Português Língua de Acolhimento, Sistemas Adaptativos Complexos, Migração

Resumo

Tendo em vista o atual contexto de fluxos migratórios cada vez mais intensos na fronteira entre Brasil e Venezuela, é fundamental que reflitamos sobre o conceito de Língua de Acolhimento (LAc) e o processo de ensino de Português como Língua de Acolhimento (PLAc) para migrantes, sobretudo no contexto da escola pública de Roraima. Nesse viés, com base em pesquisas de Linguística Aplicada (LA), e com o respaldo teórico do Pensamento Complexo (Morin, 1995; 2016; Paiva, 2005; Leffa, 2006; 2009), este trabalho tem como objetivo geral analisar a realidade educacional de estudantes venezuelanos imersos na sala de aula da escola pública de Boa Vista-RR. Os objetivos específicos são: 1) verificar questões linguísticas e culturais implicadas no processo de aprendizagem de PLAc na perspectiva de estudantes migrantes; 2) refletir sobre como o “acolhimento” pode se efetivar no ambiente da sala de aula de língua portuguesa no viés do Pensamento Complexo. A pesquisa é de abordagem qualitativa (Bogdan; Biklen, 1994) e foi realizada a partir de entrevistas semiestruturadas realizadas em novembro de 2023 com 4 alunos venezuelanos, com idades entre 14 e 15 anos, matriculados em uma turma de 9º ano de uma escola municipal. Os resultados do trabalho indicam que um grupo de venezuelanos em uma sala de aula é heterogêneo, no sentido de contar com uma pluralidade interna que não deve ser negligenciada, pois tal diversidade se conecta a outros operadores emergentes, como a variedade de perspectivas quanto à aprendizagem de português e a autonomia de cada um nesse processo complexo. 

Biografia do Autor

Vanessa Ribas Fialho, Universidade Federal de Santa Maria

É professora Associada da Universidade Federal de Santa Maria (UFSM) e faz parte do Grupo de Investigações sobre Tecnologias, Ensino e Aprendizagem (GITEA).
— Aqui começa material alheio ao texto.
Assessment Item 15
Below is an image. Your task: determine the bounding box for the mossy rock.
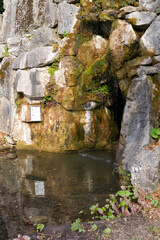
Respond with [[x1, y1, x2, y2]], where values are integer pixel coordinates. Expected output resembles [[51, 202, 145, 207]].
[[99, 9, 117, 22], [149, 74, 160, 123], [61, 33, 89, 56], [101, 0, 135, 10], [81, 57, 109, 91]]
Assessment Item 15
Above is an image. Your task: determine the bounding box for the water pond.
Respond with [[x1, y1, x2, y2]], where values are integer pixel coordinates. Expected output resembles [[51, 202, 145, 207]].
[[0, 150, 119, 240]]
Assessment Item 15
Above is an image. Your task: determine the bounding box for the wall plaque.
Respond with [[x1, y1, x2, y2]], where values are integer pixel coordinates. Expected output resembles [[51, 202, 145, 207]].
[[34, 181, 45, 196], [30, 106, 42, 122]]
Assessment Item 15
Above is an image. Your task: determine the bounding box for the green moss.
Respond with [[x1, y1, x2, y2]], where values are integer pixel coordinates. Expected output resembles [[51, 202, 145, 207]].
[[2, 45, 9, 58], [128, 18, 137, 25], [74, 123, 84, 141], [75, 33, 87, 49], [149, 74, 160, 122], [48, 54, 62, 75], [82, 58, 108, 90]]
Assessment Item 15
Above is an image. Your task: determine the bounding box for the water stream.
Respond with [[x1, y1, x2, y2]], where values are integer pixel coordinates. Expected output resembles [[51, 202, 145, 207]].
[[0, 150, 119, 240]]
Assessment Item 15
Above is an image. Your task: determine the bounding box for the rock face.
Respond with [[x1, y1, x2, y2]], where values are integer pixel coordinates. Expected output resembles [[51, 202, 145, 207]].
[[126, 12, 157, 28], [109, 20, 137, 68], [141, 16, 160, 55], [0, 0, 160, 190]]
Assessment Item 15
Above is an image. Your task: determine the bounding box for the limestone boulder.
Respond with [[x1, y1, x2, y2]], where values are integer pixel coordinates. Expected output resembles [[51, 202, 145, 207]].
[[2, 0, 48, 42], [139, 0, 160, 13], [44, 1, 57, 28], [54, 56, 84, 88], [7, 37, 21, 56], [118, 6, 139, 18], [0, 57, 15, 134], [14, 68, 50, 99], [13, 46, 59, 70], [109, 20, 138, 69], [31, 27, 58, 49], [117, 71, 154, 186], [0, 44, 6, 58], [130, 142, 160, 191], [125, 12, 157, 29], [0, 57, 13, 100], [58, 1, 79, 34], [14, 104, 111, 152], [140, 16, 160, 55], [77, 35, 108, 67]]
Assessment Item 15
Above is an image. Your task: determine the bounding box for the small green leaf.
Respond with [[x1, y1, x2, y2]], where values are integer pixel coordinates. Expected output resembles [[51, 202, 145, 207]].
[[103, 228, 111, 234], [156, 128, 160, 136], [91, 224, 98, 231], [36, 223, 44, 232]]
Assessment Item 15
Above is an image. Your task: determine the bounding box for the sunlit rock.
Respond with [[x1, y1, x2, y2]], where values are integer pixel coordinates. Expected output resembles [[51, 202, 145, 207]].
[[139, 0, 160, 13], [77, 35, 108, 66], [125, 12, 157, 29], [140, 16, 160, 55], [44, 0, 57, 28], [14, 68, 50, 99], [31, 27, 58, 48], [13, 46, 59, 70], [58, 1, 79, 34]]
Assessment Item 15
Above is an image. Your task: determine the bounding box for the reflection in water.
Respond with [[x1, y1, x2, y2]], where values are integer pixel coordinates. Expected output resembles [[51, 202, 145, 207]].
[[0, 150, 118, 240]]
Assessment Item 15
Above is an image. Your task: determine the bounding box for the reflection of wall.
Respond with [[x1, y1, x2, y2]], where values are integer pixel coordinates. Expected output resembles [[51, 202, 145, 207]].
[[0, 153, 118, 235]]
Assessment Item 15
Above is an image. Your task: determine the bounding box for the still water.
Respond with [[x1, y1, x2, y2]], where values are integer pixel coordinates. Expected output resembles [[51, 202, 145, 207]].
[[0, 150, 119, 240]]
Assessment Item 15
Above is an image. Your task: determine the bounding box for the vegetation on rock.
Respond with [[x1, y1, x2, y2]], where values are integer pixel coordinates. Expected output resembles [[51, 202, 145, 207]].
[[0, 0, 4, 14]]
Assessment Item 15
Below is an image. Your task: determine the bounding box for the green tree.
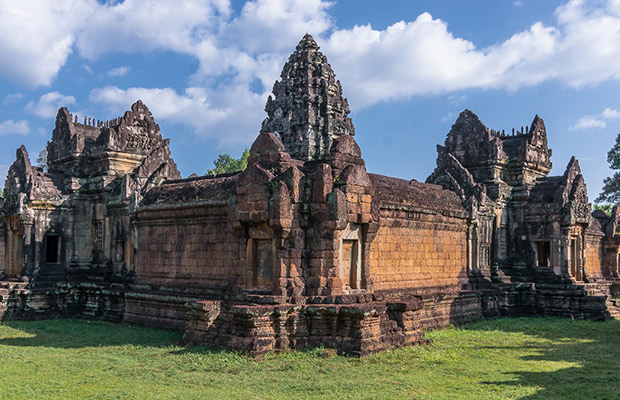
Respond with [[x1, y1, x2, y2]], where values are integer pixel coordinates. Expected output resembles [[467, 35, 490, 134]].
[[207, 149, 250, 175], [37, 146, 47, 171], [594, 133, 620, 204]]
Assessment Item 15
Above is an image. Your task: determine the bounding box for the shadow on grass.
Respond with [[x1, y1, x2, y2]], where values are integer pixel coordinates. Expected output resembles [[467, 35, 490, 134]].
[[463, 318, 620, 400], [0, 319, 186, 349]]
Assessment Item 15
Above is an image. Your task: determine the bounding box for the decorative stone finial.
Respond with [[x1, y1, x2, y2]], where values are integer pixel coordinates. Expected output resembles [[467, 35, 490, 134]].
[[261, 34, 355, 160]]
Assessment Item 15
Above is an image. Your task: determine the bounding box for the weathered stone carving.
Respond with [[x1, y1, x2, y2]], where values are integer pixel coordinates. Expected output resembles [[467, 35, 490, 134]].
[[261, 34, 355, 160], [0, 35, 620, 355]]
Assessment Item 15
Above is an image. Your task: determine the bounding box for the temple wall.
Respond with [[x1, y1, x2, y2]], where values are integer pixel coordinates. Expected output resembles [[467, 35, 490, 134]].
[[136, 206, 246, 287], [585, 235, 605, 279], [370, 209, 467, 290], [0, 222, 7, 275]]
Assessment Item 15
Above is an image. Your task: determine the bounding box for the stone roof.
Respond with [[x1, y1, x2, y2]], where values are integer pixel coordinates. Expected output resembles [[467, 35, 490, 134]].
[[141, 172, 239, 206], [261, 34, 355, 161], [587, 210, 611, 236], [369, 174, 468, 217], [528, 176, 565, 206]]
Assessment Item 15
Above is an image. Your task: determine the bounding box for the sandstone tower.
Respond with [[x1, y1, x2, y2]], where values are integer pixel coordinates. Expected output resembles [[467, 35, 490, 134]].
[[261, 34, 355, 161]]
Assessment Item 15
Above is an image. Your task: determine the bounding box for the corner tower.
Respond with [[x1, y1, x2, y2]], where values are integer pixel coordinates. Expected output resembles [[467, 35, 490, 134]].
[[261, 34, 355, 161]]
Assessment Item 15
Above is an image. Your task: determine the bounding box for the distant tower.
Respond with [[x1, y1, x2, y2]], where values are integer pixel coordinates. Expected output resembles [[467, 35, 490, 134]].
[[261, 34, 355, 160]]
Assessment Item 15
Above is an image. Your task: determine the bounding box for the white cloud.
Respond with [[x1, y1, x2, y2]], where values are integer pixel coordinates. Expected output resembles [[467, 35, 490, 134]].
[[569, 107, 620, 131], [76, 0, 231, 59], [26, 92, 75, 118], [108, 65, 131, 76], [2, 92, 24, 106], [90, 86, 266, 147], [0, 164, 9, 189], [0, 119, 30, 136], [0, 0, 620, 147], [0, 0, 97, 87]]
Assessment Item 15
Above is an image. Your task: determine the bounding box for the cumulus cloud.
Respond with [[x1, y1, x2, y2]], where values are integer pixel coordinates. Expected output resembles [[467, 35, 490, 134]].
[[0, 119, 30, 136], [0, 0, 97, 87], [2, 92, 24, 106], [108, 65, 131, 76], [26, 92, 75, 118], [569, 107, 620, 131], [324, 0, 620, 107], [90, 86, 266, 147], [0, 0, 620, 147]]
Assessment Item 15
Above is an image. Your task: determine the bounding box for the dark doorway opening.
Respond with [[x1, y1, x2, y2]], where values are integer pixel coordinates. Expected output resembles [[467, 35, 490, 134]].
[[536, 241, 551, 267], [45, 235, 60, 264]]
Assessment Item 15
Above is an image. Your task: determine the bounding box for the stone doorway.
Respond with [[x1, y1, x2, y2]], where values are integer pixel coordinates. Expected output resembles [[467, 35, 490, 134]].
[[340, 224, 363, 290], [6, 231, 24, 277], [536, 240, 551, 267], [45, 234, 60, 264], [570, 238, 583, 281], [254, 239, 273, 289], [342, 240, 359, 289]]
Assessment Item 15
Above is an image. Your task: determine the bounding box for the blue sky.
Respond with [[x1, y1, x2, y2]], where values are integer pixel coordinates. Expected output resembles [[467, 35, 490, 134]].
[[0, 0, 620, 200]]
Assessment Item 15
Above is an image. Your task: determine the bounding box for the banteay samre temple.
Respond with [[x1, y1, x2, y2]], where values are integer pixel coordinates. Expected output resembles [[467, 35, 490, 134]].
[[0, 35, 620, 355]]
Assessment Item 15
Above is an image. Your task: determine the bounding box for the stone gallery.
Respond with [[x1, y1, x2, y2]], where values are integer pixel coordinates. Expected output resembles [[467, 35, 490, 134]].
[[0, 35, 620, 355]]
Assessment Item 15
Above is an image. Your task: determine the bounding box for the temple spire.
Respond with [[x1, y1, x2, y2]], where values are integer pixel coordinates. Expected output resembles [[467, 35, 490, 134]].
[[261, 34, 355, 160]]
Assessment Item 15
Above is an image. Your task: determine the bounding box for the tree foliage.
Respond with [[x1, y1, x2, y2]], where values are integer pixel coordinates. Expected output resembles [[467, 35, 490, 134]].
[[594, 133, 620, 204], [207, 149, 250, 175]]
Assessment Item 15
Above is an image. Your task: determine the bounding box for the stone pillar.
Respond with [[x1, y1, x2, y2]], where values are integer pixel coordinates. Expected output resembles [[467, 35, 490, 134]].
[[21, 220, 37, 277]]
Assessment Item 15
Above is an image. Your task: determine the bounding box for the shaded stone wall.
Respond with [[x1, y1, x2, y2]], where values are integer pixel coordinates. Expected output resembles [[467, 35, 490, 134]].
[[585, 235, 606, 280], [136, 205, 246, 288], [370, 210, 467, 290]]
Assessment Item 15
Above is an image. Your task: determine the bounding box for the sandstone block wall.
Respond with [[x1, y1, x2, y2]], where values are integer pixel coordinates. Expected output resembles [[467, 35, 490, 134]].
[[136, 206, 246, 287], [370, 210, 467, 290], [585, 235, 605, 279]]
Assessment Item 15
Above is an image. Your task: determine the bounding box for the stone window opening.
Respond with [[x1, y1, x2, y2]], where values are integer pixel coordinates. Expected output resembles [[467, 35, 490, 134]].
[[246, 238, 274, 290], [340, 224, 364, 291], [570, 237, 583, 281], [536, 240, 551, 267], [45, 233, 60, 264]]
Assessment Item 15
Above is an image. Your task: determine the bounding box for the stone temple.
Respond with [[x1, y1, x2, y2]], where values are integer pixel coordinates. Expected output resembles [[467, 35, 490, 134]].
[[0, 35, 620, 355]]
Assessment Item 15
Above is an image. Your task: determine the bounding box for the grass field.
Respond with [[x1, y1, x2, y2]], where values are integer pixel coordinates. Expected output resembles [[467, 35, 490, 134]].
[[0, 318, 620, 400]]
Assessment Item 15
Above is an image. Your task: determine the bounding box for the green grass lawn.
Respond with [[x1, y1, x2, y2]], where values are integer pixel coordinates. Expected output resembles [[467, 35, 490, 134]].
[[0, 318, 620, 400]]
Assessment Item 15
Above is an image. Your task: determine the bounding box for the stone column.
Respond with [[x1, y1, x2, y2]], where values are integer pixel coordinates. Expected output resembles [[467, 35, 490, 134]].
[[21, 220, 35, 277]]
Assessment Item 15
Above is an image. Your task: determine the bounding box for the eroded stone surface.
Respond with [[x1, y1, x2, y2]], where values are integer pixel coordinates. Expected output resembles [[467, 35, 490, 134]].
[[0, 35, 620, 355]]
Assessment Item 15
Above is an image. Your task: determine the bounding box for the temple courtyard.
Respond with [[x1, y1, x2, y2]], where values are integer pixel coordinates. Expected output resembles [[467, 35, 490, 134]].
[[0, 318, 620, 399]]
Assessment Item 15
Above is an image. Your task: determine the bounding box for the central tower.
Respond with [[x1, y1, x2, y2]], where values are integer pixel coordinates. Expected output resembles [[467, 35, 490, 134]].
[[261, 34, 355, 161]]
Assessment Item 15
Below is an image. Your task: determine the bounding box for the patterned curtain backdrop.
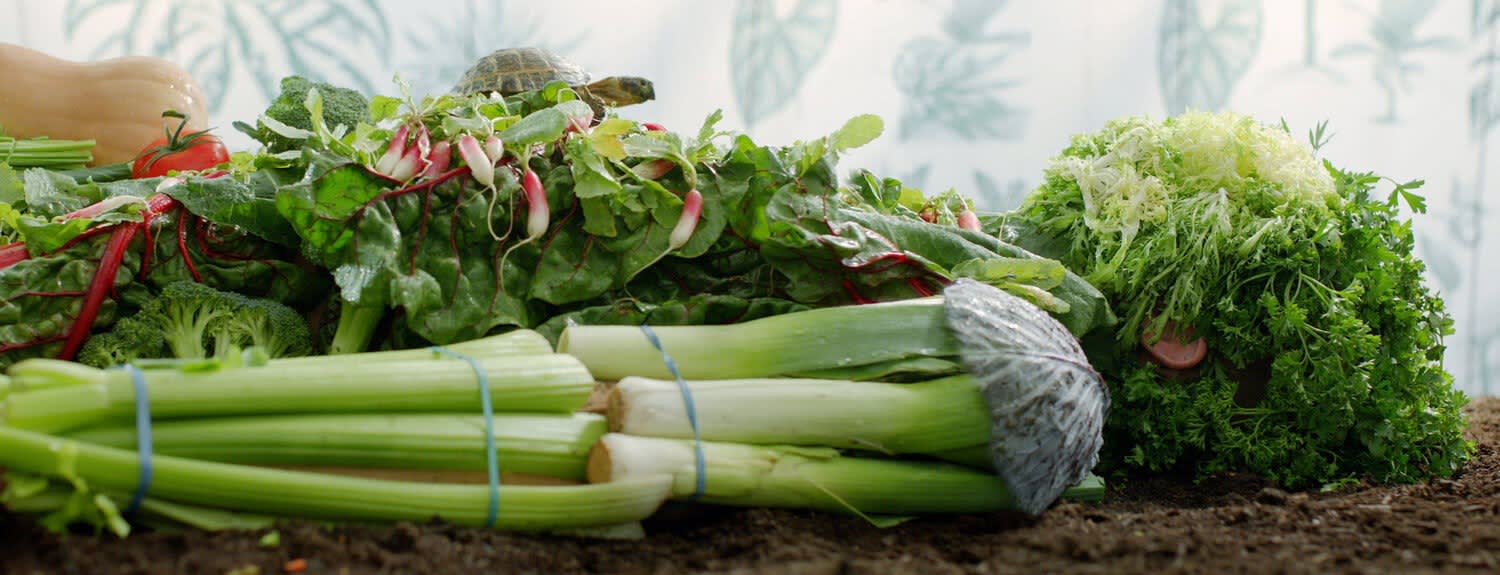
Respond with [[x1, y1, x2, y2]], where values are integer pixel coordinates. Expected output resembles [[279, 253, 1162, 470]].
[[0, 0, 1500, 393]]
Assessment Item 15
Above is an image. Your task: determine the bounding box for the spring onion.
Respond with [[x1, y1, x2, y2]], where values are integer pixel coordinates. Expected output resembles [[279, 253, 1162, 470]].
[[0, 134, 95, 170]]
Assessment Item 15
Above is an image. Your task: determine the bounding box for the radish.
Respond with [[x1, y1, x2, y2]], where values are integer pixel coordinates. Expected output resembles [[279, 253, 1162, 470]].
[[459, 134, 495, 189], [375, 125, 410, 176], [485, 134, 506, 165], [389, 146, 422, 182], [521, 168, 552, 242], [422, 140, 453, 177], [630, 122, 677, 180], [626, 189, 704, 284], [666, 189, 704, 251]]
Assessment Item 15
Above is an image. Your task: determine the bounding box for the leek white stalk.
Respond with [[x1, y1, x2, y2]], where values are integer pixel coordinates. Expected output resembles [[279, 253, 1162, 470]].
[[0, 426, 672, 530], [608, 375, 993, 453], [65, 413, 606, 480], [0, 354, 594, 432], [558, 297, 959, 380], [588, 434, 1103, 515]]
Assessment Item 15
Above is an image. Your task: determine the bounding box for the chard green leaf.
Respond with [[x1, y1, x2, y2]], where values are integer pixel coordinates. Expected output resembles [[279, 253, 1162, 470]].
[[21, 168, 104, 218], [953, 257, 1068, 290], [162, 170, 300, 248], [588, 117, 636, 161], [371, 95, 402, 123], [500, 101, 593, 147], [0, 162, 26, 204]]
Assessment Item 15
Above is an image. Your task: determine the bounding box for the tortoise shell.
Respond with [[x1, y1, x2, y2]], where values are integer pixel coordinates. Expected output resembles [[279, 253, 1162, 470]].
[[453, 48, 590, 96]]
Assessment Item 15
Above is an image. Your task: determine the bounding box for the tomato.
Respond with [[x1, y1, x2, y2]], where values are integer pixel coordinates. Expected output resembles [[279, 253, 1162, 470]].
[[131, 111, 230, 179]]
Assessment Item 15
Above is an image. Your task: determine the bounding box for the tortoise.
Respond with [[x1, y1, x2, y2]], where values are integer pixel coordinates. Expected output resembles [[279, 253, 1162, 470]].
[[453, 47, 656, 117]]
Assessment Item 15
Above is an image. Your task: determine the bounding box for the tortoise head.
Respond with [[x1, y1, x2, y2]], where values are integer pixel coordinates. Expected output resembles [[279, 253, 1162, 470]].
[[588, 77, 656, 107]]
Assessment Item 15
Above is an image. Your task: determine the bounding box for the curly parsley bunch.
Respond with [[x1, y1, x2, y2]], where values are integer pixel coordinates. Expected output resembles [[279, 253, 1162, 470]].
[[1007, 113, 1473, 488]]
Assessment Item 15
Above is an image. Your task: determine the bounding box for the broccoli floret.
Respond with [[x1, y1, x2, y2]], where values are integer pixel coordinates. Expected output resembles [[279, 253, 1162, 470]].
[[153, 281, 246, 359], [78, 281, 312, 368], [77, 312, 170, 368], [209, 299, 312, 357], [249, 75, 371, 153]]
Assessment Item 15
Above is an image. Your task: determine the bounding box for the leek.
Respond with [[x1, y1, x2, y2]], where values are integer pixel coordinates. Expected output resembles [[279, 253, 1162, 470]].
[[0, 426, 672, 530], [608, 375, 993, 453], [558, 297, 959, 380], [588, 434, 1104, 515], [0, 354, 594, 432], [65, 413, 606, 480], [558, 279, 1110, 513]]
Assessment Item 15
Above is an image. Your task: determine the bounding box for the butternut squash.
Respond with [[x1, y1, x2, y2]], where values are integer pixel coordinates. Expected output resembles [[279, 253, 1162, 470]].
[[0, 42, 209, 165]]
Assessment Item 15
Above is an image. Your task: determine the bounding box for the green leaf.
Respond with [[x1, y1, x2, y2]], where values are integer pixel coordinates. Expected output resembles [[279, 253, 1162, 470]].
[[953, 257, 1068, 290], [371, 95, 402, 123], [500, 101, 591, 149], [588, 117, 636, 161], [0, 162, 26, 204], [830, 114, 885, 152], [162, 175, 302, 248]]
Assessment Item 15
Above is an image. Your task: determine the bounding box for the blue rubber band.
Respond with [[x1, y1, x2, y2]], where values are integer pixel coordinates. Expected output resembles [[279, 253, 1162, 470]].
[[122, 365, 153, 516], [429, 345, 500, 528], [641, 324, 708, 501]]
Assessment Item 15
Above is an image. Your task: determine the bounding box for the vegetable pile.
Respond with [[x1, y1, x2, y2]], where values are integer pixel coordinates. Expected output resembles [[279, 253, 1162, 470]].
[[989, 113, 1473, 488], [560, 279, 1109, 515], [0, 69, 1115, 533]]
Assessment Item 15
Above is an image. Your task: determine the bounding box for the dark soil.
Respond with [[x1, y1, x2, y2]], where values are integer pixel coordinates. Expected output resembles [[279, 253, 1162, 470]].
[[0, 399, 1500, 575]]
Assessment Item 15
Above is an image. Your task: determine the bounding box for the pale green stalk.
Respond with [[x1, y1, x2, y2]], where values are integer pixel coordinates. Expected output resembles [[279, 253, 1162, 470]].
[[609, 375, 993, 453], [272, 329, 554, 365], [65, 413, 606, 480], [590, 434, 1103, 515], [0, 354, 594, 432], [0, 426, 672, 530], [558, 297, 959, 380]]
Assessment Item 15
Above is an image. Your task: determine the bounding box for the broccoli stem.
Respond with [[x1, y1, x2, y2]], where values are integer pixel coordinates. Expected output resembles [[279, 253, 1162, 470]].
[[329, 300, 386, 356]]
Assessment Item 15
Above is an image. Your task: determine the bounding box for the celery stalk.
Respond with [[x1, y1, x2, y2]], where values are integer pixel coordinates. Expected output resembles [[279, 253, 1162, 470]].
[[558, 297, 959, 380], [588, 434, 1103, 515], [65, 413, 606, 480], [0, 354, 594, 432], [608, 375, 993, 453], [0, 426, 672, 530], [272, 329, 552, 365]]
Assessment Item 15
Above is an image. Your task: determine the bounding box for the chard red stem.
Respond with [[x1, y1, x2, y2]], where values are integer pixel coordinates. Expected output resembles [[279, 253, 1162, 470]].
[[57, 224, 141, 360], [175, 207, 203, 284], [0, 242, 32, 269], [59, 194, 177, 360]]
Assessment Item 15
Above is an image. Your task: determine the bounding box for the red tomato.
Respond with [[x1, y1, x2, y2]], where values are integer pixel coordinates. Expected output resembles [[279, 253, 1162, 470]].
[[131, 111, 230, 179]]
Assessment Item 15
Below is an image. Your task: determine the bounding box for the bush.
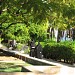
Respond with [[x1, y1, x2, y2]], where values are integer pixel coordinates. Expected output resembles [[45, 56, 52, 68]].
[[43, 42, 75, 63]]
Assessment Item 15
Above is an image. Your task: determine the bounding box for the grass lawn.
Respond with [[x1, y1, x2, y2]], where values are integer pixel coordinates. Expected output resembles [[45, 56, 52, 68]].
[[0, 62, 31, 72]]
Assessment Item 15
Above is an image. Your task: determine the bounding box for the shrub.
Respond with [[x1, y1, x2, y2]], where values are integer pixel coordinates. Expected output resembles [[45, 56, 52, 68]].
[[43, 42, 75, 63]]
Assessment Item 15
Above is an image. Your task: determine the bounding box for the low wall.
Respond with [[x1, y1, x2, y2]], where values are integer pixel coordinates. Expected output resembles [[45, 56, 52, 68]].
[[0, 50, 55, 66]]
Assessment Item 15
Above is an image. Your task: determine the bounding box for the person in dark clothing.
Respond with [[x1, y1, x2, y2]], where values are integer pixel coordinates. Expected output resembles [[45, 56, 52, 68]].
[[30, 40, 35, 57], [35, 42, 42, 59]]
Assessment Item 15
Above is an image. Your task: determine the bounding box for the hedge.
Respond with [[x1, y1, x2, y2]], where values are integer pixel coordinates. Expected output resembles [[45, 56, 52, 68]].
[[43, 42, 75, 63]]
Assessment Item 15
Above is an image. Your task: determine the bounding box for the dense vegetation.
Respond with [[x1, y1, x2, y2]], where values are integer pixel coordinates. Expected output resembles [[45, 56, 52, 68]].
[[43, 41, 75, 64], [0, 0, 75, 65]]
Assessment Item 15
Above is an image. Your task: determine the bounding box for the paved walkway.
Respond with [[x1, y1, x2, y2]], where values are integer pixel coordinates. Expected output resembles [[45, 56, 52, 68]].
[[0, 45, 75, 75]]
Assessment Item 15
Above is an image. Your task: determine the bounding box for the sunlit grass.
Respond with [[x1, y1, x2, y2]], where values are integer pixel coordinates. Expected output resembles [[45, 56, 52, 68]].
[[0, 62, 31, 72]]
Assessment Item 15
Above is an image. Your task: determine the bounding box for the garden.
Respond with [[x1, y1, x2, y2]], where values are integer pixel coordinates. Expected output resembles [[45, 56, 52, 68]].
[[0, 0, 75, 67]]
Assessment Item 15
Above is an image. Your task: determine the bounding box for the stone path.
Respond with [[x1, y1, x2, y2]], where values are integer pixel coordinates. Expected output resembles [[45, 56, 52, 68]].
[[0, 43, 75, 75]]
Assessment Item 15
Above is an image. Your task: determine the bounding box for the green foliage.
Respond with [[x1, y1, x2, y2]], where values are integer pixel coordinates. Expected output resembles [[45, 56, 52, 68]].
[[29, 24, 47, 41], [43, 42, 75, 63]]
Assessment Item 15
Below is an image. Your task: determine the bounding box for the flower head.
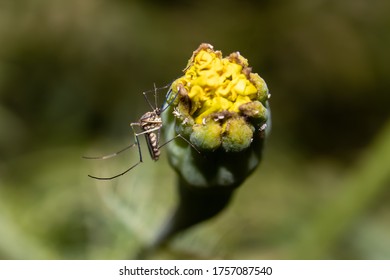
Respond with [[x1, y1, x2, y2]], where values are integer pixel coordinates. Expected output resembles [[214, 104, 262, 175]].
[[166, 44, 269, 152], [162, 44, 270, 189]]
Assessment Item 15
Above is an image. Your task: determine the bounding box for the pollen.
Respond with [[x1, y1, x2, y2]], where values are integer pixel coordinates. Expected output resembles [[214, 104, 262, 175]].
[[172, 44, 268, 124]]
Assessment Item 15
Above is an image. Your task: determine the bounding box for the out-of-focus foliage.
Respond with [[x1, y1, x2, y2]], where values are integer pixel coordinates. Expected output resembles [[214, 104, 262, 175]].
[[0, 0, 390, 259]]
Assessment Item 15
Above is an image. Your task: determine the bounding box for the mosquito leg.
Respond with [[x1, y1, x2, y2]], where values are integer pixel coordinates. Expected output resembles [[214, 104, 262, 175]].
[[88, 133, 142, 180], [88, 161, 141, 180], [82, 143, 136, 159], [159, 134, 200, 154]]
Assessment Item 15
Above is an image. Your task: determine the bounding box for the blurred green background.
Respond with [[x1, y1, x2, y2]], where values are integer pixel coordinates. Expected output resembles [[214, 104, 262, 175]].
[[0, 0, 390, 259]]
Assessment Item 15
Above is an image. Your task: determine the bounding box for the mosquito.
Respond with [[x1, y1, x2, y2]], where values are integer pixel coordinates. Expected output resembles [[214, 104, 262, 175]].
[[83, 84, 199, 180]]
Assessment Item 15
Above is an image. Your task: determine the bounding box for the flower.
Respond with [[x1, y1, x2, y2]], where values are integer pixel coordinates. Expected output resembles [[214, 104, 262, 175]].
[[166, 44, 270, 152]]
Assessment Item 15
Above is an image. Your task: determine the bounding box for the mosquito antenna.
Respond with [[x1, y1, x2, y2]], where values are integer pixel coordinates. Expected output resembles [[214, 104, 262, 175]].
[[142, 83, 171, 110], [161, 89, 179, 112]]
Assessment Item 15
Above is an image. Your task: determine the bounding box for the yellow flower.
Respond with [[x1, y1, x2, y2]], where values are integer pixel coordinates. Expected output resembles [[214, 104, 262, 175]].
[[170, 44, 269, 152], [172, 44, 268, 124]]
É docente dos cursos de Graduação em Letras da UFSM e do curso de Pós-Graduação em Tecnologias Educacionais em Rede. Possui graduação em Letras Espanhol pela Universidade Federal de Santa Maria (2003); Mestrado em Linguística Aplicada (2005), Doutorado em Linguística Aplicada (2011) e Pós-Doutorado em Letras (2016) pela Universidade Católica de Pelotas, com orientação do prof. Dr. Vilson Leffa. Foi professora da Faculdade Metodista de Santa Maria (FAMES) de março de 2003 até outubro de 2009.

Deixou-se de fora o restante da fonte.